Background: Follicular lymphoma (FL) is the second most common B-cell non-Hodgkin lymphoma worldwide. In most patients, the disease is diagnosed at advanced stages and cannot be cured using conventional therapeutic approaches. To assess the role of cytogenetic abnormalities in therapy-related myeloid neoplasms (tMNs), we studied the clinicopathologic and cytogenetic features of treated FL patients who subsequently developed a new acquired cytogenetic clone (ACC).

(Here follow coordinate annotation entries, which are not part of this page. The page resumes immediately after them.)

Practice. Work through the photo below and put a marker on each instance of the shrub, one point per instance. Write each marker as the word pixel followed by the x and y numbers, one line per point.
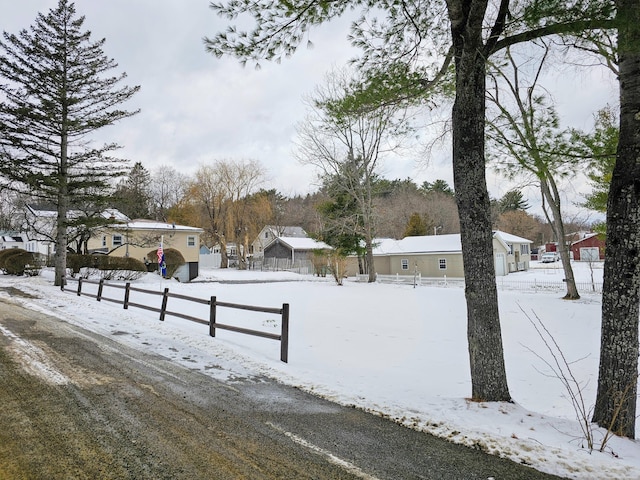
pixel 110 268
pixel 5 254
pixel 20 263
pixel 172 258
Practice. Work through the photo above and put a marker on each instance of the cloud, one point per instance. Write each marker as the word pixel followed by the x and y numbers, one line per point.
pixel 197 108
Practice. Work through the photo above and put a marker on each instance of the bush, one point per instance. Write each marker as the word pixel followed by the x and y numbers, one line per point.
pixel 4 254
pixel 8 253
pixel 109 268
pixel 20 263
pixel 172 258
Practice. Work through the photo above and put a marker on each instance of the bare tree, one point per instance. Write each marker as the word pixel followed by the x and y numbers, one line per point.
pixel 219 193
pixel 168 187
pixel 345 141
pixel 527 136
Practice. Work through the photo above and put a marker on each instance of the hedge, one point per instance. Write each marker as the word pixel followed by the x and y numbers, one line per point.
pixel 104 262
pixel 172 258
pixel 19 262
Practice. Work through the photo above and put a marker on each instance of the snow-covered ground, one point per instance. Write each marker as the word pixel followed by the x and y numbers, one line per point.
pixel 394 350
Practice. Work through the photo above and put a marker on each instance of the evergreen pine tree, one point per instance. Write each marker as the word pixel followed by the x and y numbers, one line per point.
pixel 56 92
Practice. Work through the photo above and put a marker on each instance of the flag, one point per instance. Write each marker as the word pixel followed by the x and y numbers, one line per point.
pixel 161 264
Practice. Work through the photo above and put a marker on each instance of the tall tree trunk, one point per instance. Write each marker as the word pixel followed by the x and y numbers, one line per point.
pixel 60 260
pixel 371 268
pixel 550 193
pixel 488 375
pixel 618 372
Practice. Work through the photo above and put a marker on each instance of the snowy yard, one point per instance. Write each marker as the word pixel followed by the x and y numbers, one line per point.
pixel 394 350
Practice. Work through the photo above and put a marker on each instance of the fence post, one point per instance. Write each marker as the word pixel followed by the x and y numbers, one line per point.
pixel 127 289
pixel 212 317
pixel 100 285
pixel 165 297
pixel 284 340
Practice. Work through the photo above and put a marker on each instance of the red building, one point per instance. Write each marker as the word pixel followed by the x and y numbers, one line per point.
pixel 585 248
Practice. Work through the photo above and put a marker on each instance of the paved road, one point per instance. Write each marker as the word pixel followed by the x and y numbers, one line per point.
pixel 74 404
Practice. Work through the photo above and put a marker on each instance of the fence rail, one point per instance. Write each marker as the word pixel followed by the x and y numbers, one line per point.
pixel 503 283
pixel 283 337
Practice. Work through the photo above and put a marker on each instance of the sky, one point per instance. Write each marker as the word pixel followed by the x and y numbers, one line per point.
pixel 196 109
pixel 390 349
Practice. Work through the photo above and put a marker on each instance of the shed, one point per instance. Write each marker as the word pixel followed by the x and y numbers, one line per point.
pixel 589 248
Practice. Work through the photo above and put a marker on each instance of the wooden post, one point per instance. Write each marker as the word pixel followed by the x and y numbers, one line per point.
pixel 100 285
pixel 212 317
pixel 127 290
pixel 284 341
pixel 165 298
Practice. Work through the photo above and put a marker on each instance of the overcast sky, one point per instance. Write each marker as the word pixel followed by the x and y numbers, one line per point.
pixel 196 108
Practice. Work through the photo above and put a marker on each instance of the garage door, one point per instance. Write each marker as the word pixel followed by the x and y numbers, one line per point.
pixel 500 265
pixel 589 254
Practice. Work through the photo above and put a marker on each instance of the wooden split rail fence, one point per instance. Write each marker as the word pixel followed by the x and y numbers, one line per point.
pixel 213 303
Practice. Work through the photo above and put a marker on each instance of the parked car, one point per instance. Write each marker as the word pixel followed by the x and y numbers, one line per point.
pixel 550 257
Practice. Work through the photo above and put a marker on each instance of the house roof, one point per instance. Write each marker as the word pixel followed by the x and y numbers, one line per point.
pixel 450 243
pixel 11 238
pixel 50 211
pixel 419 244
pixel 302 243
pixel 509 238
pixel 286 231
pixel 586 237
pixel 140 224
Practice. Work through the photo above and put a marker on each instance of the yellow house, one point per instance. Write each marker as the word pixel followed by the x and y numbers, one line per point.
pixel 441 255
pixel 137 238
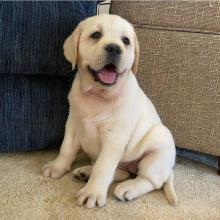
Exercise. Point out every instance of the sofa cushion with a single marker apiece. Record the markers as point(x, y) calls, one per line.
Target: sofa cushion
point(32, 34)
point(33, 111)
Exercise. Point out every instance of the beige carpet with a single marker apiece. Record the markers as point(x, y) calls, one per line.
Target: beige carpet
point(26, 194)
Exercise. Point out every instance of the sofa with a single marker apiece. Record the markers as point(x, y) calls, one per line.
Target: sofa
point(34, 76)
point(178, 70)
point(180, 67)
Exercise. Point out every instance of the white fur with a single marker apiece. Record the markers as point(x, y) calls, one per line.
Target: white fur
point(112, 124)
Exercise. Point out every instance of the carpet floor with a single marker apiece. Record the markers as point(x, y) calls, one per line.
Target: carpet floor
point(26, 194)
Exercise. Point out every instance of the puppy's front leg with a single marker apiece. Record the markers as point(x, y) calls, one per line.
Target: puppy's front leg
point(67, 155)
point(95, 191)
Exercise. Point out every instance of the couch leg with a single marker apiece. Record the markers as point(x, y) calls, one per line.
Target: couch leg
point(218, 165)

Patients and methods: Twenty-five treated FL patients developed new cytogenetic abnormalities from 2009 to 2012. Patients were divided into 3 groups based on the presence and absence of tMNs: group 1, ACC without tMNs after a median follow-up of 15 months; group 2, ACC with possible tMN after silent ACC detection; group 3, tMNs present at the first ACC detection.
Results: The most frequent cytogenetic aberrations involved chromosome 7. Compared with group 1, group 3 had significantly greater size of ACC, higher frequency of chromosome 7 aberrations, more likely showed dysplasia, and lower platelet count (P = .03).
Conclusion: Our results indicate that the presence of ACC alone is insufficient for diagnosis of tMNs. The proportion of cells with specific aberrations at first ACC, bone marrow dysplasia, and low platelet counts might predict outcome of ACC.
Keywords: Bone Marrow Dysplasia; Fluorescent In Situ Hybridization (FISH); Platelet Count; Silent Acquired Cytogenetic Clone; Therapy-Related Myeloid Neoplasm.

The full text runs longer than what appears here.